Terapkan Kurikulum OBE, Mahasiswa Terjun Langsung ke Berbagai Sekolah dalam Riset Kepemimpinan Otentik
Magister Manajemen Pendidikan (S2 MP) Fakultas Keguruan dan Ilmu Pendidikan (FKIP) Universitas Ahmad Dahlan (UAD) terus mengimplementasikan kurikulum Outcome-Based Education (OBE) dalam proses pembelajaran. Pada Semester Gasal 2025/2026, mahasiswa kelas B mata kuliah Riset Kepemimpinan Otentik dengan dosen pengampu Dr. Enung Hasanah, M.Pd., melaksanakan proyek riset lapangan. Fokus utama kegiatan ini adalah memperkuat kolaborasi dengan Dunia Usaha, Dunia Industri, dan Dunia Kerja (DUDIKA), khususnya institusi pendidikan sebagai sekolah mitra penelitian. Kegiatan dilaksanakan selama perkuliahan pada semester gasal 2025/2026 bulan September 2025 – Februari 2026.
Implementasi OBE dalam mata kuliah ini menuntut mahasiswa tidak hanya menguasai teori, tetapi juga mampu menghasilkan luaran konkret berupa analisis mendalam mengenai praktik kepemimpinan nyata. Mahasiswa melakukan wawancara mendalam dengan para kepala sekolah untuk menggali dimensi kesadaran diri, perspektif moral internal, serta transparansi relasional dalam mengelola institusi pendidikan.
Dr. Enung Hasanah menekankan bahwa keterlibatan mahasiswa secara langsung dengan praktisi di lapangan bertujuan untuk menjembatani kesenjangan antara akademisi (teori di kampus) dan realita di sekolah. Melalui kolaborasi ini, mahasiswa dapat belajar langsung bagaimana para pemimpin pendidikan menghadapi tantangan riil, mulai dari manajemen sumber daya manusia hingga pengembangan budaya sekolah yang berbasis integritas.
“Kami ingin mahasiswa merasakan langsung denyut nadi kepemimpinan di berbagai konteks budaya dan tantangan geografis. Implementasi OBE menuntut luaran yang relevan dengan kebutuhan nyata di lapangan,” ujar Dr. Enung Hasanah.
Penelitian ini dilaksanakan di berbagai daerah di Indonesia, mencerminkan luasnya jejaring kemitraan yang dibangun mahasiswa dengan sekolah-sekolah mitra (DUDIKA). Setiap lokasi menghadirkan konteks kepemimpinan dan praktik pendidikan yang beragam, sehingga memperkaya perspektif riset pada mata kuliah Kepemimpinan Otentik.
Adapun sekolah mitra yang menjadi lokus penelitian meliputi:
- SMA Muhammadiyah Toboali – Bangka Selatan (Narasumber: Supiandi, M.Pd.)
- SMPIT As Salam Sanden – Yogyakarta (Narasumber: Kawit Sayoto, S.Pd.)
- SMP Islam Al-Azhar 66 Bantul – Yogyakarta
- SD Muhammadiyah 4 Margahayu – Kabupaten Bandung
- SD Negeri 1 Inpres Koya Barat – Papua (Narasumber: Ariance Daka, S.Pd.)

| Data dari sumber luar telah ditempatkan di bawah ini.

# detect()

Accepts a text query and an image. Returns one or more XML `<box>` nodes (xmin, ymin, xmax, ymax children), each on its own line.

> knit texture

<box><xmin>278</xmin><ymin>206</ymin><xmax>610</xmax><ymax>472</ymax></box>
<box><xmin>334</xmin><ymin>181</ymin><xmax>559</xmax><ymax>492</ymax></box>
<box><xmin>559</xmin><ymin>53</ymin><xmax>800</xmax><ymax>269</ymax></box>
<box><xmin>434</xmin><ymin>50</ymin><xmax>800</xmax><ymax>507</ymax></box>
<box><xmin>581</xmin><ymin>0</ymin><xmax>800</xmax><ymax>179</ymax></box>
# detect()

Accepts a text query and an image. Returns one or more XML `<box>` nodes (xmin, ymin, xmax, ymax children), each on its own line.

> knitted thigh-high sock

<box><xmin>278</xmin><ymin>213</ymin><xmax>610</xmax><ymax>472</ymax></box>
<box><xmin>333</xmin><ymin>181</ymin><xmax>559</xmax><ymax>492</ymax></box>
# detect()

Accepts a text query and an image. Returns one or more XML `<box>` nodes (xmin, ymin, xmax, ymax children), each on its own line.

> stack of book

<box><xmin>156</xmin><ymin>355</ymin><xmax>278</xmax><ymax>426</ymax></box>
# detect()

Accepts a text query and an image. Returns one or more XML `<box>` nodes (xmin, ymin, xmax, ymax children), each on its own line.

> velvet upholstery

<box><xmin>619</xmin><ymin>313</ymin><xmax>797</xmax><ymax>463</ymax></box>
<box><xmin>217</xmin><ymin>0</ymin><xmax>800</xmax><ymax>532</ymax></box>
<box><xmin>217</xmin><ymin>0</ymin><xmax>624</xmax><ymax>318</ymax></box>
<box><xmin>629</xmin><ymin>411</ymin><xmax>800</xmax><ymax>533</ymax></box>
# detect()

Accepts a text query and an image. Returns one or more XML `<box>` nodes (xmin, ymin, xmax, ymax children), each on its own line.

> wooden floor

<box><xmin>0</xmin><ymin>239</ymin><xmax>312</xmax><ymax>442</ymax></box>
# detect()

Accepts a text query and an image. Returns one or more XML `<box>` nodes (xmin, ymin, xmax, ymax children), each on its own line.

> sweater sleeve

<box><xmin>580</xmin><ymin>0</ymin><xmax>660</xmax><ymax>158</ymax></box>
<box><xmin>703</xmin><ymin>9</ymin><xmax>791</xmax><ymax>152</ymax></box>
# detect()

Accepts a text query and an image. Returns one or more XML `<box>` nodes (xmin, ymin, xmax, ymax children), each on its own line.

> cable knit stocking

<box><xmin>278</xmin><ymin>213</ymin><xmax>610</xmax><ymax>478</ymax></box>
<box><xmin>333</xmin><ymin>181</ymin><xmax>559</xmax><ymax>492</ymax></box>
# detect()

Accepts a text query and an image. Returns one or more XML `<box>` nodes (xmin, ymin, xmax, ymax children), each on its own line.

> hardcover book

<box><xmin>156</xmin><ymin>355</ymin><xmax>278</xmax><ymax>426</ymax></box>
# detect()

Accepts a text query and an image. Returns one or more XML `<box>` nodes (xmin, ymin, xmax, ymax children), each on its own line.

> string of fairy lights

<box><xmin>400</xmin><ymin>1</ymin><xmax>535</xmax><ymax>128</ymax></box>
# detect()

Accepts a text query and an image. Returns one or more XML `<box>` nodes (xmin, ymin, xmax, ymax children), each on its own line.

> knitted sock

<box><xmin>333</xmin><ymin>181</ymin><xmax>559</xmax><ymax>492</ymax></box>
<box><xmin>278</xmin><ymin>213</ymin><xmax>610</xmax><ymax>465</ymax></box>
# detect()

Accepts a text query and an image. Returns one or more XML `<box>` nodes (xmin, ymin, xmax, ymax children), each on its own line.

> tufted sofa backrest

- UPTD SD Negeri 3 Mulyasari – Kota Banjar, Jawa Barat (Narasumber: Toni Anton Surpaitna, S.Pd.)
- SMP Negeri 6 Longkali – Kabupaten Paser, Kalimantan Timur (Narasumber: Ahmad Nurul Huda, S.Pd.)
- PAUD Terpadu ‘Aisyiyah Potorono II – Yogyakarta (Narasumber: Arista Cahyaningsih, SE., S.Pd., Gr.)
Keberagaman wilayah dan jenjang pendidikan ini menunjukkan bahwa implementasi OBE tidak hanya berhenti pada tataran teori, tetapi diwujudkan melalui kolaborasi nyata dengan sekolah mitra di berbagai penjuru Indonesia.
Hasil dari riset ini tidak hanya sekadar pemenuhan tugas akademik, tetapi juga menjadi kontribusi nyata bagi pengembangan praktik kepemimpinan di sekolah-sekolah mitra. Dengan semangat kolaboratif ini, S2 MP UAD terus berupaya mencetak lulusan yang siap menjadi pemimpin pendidikan yang jujur, transparan, dan berintegritas tinggi sesuai dengan prinsip kepemimpinan otentik.